Alternative to Rust's borrow checking and explicit lifetimes?

[Timon Gehr]

On 14.04.20 12:18, Walter Bright wrote:
> On 4/13/2020 11:18 PM, lstfmk wrote:
>> While learning Rust, I came up with an alternative strategy to prove 
>> memory safety. So I created this thread on the Rust user forums:
>> https://users.rust-lang.org/t/alternative-to-borrow-checking-and-explicit-lifetimes/40906 
>>
>>
>> The post is a rough sketch of my strategy and is certainly could be 
>> more thorough. It is intentionally so such that you get a gist of the 
>> strategy. Though I am certain D could not implement this without 
>> breaking backward compatibility by a huge margin, I post here just so 
>> that it could be at least considered as I've heard that work on a 
>> lifetime/borrowing system is going on to be included in D.
>>
>> My strategy doesn't impose any borrow restrictions and doesn't require 
>> explicit lifetime annotations at all, while seeming to provide the 
>> same guarantees that Rust's borrow checker currently provides. 
>> Currently, the borrow checker imposes the limit that you can have 
>> either one mutable reference to an object (or) multiple immutable 
>> references to the object. This exclusiveness currently makes Rust feel 
>> very restrictive, not to mention explicit lifetime annotations.
>>
>> Regarding analysis complexity, I suspect my strategy is much simpler 
>> than Rust's current borrow checker since it works with scope-based 
>> lifetimes very well. Rust's technique is to lower the Rust code to a 
>> middle-level IR to take into account what is called non-lexical 
>> lifetimes(NLL) which are inferred using some sort of liveness 
>> analysis. This NLL consideration was added 2 years ago before which 
>> Rust was even more restrictive.
> 
> Thank you for posting this, it's good to see more effort in this direction.
> 
> D's current Ownership/Borrowing system

I would not call it that. It does not currently enforce ownership or 
borrowing invariants.

> does do NLL, and uses Data Flow Analysis to achieve it.
> ...

Do you have an example where that helps? Testing with DMD 2.091.0, it 
does not seem possible to encode the simple examples on 
https://doc.rust-lang.org/edition-guide/rust-2018/ownership-and-lifetimes/non-lexical-lifetimes.html

void ignore(int* p){}
void main()@live{
     int x=5;
     auto p=&x;
     x=3; // should fail, but compiles
     *p=4;
     ignore(p); // not necessary in Rust
}

void ignore(int* p){}
void main()@live{
     int x=5;
     auto p=&x;
     *p=4;
     x=3;
     ignore(p); // not necessary in Rust
}

Maybe the problem is that taking a local variable's address results in 
an owning pointer instead of a borrowing pointer, but that would not 
make any sense. How can a pointer ever own stack memory? Also, it 
appears that in a @safe function, it is impossible to ever dispose of 
such a pointer as it is both `scope` and has to be freed explicitly.

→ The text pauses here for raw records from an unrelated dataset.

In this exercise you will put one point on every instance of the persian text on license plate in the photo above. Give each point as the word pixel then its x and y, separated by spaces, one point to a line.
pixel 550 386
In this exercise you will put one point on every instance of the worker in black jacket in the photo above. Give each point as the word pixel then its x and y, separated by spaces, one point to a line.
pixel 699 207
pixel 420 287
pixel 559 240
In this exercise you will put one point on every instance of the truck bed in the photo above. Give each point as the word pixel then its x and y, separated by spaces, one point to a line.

@live also allows the address of the same local variable to be taken 
multiple times:

void main()@live{
     int x=5;
     auto p=&x;
     auto q=&x;
     *p=4;
     *q=5;
     writeln(*p," ",*q);
     ignore(p);
     ignore(q);
}

> Like Rust, D's O/B checking is done on a per-function as a whole basis, 
> and relies on the function signatures being correct.
> ...

Rust _checks_ that the function signatures are correct and lifetime 
annotations allow the analysis to remain precise when it crosses 
function boundaries.